There is currently no LSF support yet in latest snakemake (v8). For LSF clusters (e.g. DKFZ), we recommend using snakemake v7.32.4 instead.

  1. A conda system, e.g., conda, mamba or micromamba
  2. Snakemake and a cluster-specific Snakemake configuration for batch-job submission (see instructions below).

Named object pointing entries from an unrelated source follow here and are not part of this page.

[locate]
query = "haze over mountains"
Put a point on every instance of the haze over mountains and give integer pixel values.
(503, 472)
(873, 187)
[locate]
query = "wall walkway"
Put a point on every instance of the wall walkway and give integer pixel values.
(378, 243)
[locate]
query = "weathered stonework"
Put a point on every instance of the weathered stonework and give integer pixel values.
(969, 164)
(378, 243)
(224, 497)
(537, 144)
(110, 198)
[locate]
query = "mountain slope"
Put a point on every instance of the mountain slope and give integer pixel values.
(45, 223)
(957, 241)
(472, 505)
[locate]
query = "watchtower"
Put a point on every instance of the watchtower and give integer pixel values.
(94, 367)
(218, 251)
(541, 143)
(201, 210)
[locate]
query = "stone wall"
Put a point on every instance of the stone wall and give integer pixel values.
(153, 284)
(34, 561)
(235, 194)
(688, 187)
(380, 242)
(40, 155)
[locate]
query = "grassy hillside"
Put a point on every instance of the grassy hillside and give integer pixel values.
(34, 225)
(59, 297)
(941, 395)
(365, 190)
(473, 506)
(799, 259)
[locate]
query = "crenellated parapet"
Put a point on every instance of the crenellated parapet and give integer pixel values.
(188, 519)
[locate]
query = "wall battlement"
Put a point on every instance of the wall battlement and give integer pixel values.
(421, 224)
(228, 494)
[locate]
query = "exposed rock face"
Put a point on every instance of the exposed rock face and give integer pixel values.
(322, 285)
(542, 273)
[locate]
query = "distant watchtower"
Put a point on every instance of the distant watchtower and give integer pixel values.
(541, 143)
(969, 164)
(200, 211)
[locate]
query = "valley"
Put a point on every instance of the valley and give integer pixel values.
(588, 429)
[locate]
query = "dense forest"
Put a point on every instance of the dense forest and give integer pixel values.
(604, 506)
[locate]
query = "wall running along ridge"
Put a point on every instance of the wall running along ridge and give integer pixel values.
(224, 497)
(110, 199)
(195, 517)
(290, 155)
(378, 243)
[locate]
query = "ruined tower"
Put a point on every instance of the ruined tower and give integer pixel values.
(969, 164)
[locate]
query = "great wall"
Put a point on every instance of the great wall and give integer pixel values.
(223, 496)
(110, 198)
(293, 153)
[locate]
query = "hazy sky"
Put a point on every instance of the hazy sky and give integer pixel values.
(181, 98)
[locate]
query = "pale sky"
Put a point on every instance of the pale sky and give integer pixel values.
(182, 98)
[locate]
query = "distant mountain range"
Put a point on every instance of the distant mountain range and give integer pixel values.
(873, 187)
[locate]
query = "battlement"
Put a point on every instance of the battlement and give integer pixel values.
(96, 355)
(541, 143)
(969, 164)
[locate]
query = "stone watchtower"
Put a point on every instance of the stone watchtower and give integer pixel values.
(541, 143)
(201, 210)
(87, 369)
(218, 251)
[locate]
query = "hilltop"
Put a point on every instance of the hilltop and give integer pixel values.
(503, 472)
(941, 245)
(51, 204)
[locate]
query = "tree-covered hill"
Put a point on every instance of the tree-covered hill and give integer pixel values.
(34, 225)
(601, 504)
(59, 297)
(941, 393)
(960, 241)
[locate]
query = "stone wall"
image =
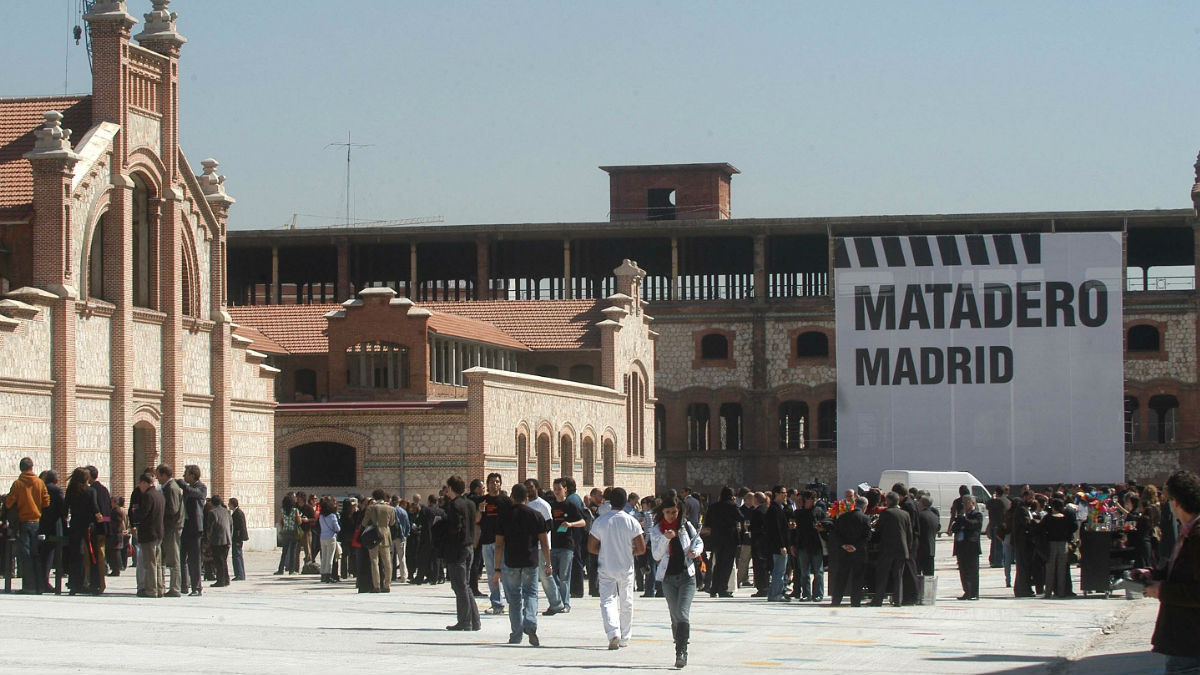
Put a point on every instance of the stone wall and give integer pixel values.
(24, 431)
(677, 351)
(197, 362)
(147, 356)
(94, 345)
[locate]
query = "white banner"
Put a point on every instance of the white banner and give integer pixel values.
(1000, 354)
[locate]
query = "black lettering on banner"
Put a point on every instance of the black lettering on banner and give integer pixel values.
(1086, 309)
(1060, 299)
(1026, 302)
(875, 309)
(931, 365)
(997, 305)
(958, 365)
(871, 371)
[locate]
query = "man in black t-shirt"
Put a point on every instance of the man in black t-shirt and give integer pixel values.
(567, 515)
(516, 556)
(493, 507)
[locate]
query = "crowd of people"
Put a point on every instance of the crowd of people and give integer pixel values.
(609, 543)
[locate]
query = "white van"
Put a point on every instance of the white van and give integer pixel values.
(942, 485)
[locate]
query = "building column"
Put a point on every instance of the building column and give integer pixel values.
(275, 278)
(567, 270)
(675, 268)
(760, 268)
(343, 270)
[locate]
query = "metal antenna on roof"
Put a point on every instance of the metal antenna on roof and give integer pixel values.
(348, 147)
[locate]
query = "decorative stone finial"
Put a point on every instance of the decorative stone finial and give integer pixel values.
(161, 27)
(53, 141)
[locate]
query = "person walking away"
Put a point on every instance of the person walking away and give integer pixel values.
(382, 515)
(1176, 581)
(617, 539)
(151, 511)
(457, 548)
(967, 526)
(724, 524)
(29, 496)
(676, 545)
(239, 536)
(522, 530)
(220, 536)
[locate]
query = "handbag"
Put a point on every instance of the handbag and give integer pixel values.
(370, 537)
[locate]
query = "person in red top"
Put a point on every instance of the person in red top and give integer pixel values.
(1177, 581)
(29, 496)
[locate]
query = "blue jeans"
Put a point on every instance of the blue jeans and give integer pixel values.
(489, 553)
(679, 590)
(562, 561)
(778, 575)
(521, 587)
(811, 563)
(1182, 665)
(27, 553)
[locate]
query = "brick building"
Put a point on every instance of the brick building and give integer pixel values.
(114, 338)
(744, 380)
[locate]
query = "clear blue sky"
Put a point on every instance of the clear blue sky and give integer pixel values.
(501, 112)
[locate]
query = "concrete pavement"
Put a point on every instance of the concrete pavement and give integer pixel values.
(294, 623)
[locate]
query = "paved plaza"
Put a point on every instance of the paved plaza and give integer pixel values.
(294, 623)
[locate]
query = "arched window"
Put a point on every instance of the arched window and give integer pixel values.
(1143, 338)
(583, 372)
(306, 384)
(714, 346)
(610, 463)
(1133, 434)
(660, 429)
(544, 459)
(325, 464)
(142, 248)
(96, 262)
(377, 365)
(731, 426)
(588, 451)
(811, 345)
(827, 424)
(567, 455)
(1164, 418)
(793, 422)
(522, 458)
(697, 428)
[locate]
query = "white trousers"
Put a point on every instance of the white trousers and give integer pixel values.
(617, 604)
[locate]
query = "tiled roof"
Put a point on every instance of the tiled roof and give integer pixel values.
(258, 341)
(300, 329)
(541, 324)
(535, 324)
(18, 120)
(447, 323)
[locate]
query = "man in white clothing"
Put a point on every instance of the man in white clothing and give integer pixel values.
(617, 539)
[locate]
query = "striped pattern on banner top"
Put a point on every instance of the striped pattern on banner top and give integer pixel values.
(941, 250)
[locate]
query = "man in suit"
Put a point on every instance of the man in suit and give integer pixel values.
(195, 495)
(724, 523)
(238, 536)
(382, 515)
(847, 547)
(966, 527)
(1177, 580)
(150, 532)
(893, 531)
(172, 527)
(219, 531)
(928, 527)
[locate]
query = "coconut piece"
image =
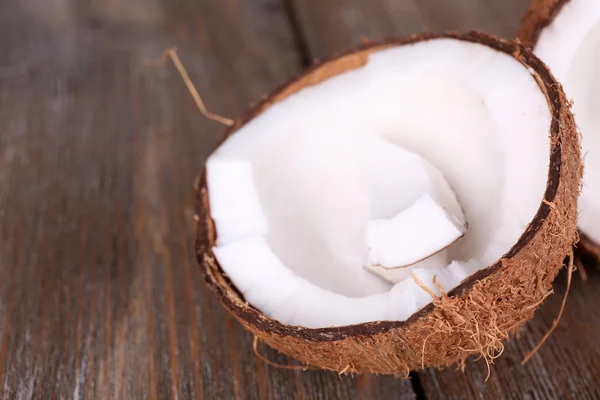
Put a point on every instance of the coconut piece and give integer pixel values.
(565, 34)
(418, 232)
(515, 115)
(413, 237)
(428, 217)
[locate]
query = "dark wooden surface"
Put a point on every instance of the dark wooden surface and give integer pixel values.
(100, 296)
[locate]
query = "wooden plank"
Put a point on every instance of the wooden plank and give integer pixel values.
(332, 25)
(100, 296)
(567, 366)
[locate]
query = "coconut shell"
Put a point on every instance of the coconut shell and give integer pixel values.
(474, 318)
(540, 14)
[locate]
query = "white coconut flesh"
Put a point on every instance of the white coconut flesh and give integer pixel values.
(570, 46)
(381, 168)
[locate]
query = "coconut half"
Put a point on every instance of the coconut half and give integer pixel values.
(565, 34)
(467, 140)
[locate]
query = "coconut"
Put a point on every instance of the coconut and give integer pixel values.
(289, 210)
(565, 34)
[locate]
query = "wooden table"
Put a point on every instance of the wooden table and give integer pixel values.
(100, 296)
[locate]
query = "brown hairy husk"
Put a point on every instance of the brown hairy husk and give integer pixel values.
(541, 14)
(473, 319)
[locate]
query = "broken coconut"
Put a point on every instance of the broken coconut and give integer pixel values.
(565, 34)
(425, 135)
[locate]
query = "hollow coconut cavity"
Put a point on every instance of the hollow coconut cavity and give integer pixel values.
(403, 205)
(565, 34)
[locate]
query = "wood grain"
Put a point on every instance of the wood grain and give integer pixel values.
(567, 366)
(330, 26)
(100, 295)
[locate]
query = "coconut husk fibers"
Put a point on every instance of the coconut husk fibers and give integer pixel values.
(474, 318)
(540, 14)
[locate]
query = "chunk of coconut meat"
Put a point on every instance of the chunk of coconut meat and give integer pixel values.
(420, 139)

We make use of pre-defined environment(s) which houses all software dependencies (workflow/envs/). These are installed automatically by Snakemake when running the workflow (--use-conda).

Set-up

  1. Clone the repository:

    git clone https://github.com/odomlab2/sci-rocket
    
  2. Download and install snakemake (e.g. using conda or micromamba):

    # This will install snakemake (7.32.4) + Python 3.11.7 into a new conda environment called 'snakemake'
    micromamba create -c conda-forge -c bioconda -n snakemake snakemake==7.32.4 python==3.11.7 mamba
    # Switch to the 'snakemake' environment
    micromamba activate snakemake
    
  3. Run the workflow:

    cd workflow/
    snakemake --use-conda --profile <profile_name> --configfile <path_config>
    

Useful Snakemake parameters:

  • -n: Perform dry-run (generate commands without executing).
  • -p: Print shell commands.
  • --notemp: Do not remove files flagged as temporary.
  • --rerun-incomplete: Rerun all jobs with missing output files.

Configuration

The workflow requires a configuration file (config.yaml) which can be copied from the example configuration file and adjusted to your needs.

Within the configuration file, the sample-sheet (path_samples) needs to be specified. This file contains the sample names and paths to the raw sequencing data (BCL or FASTQ).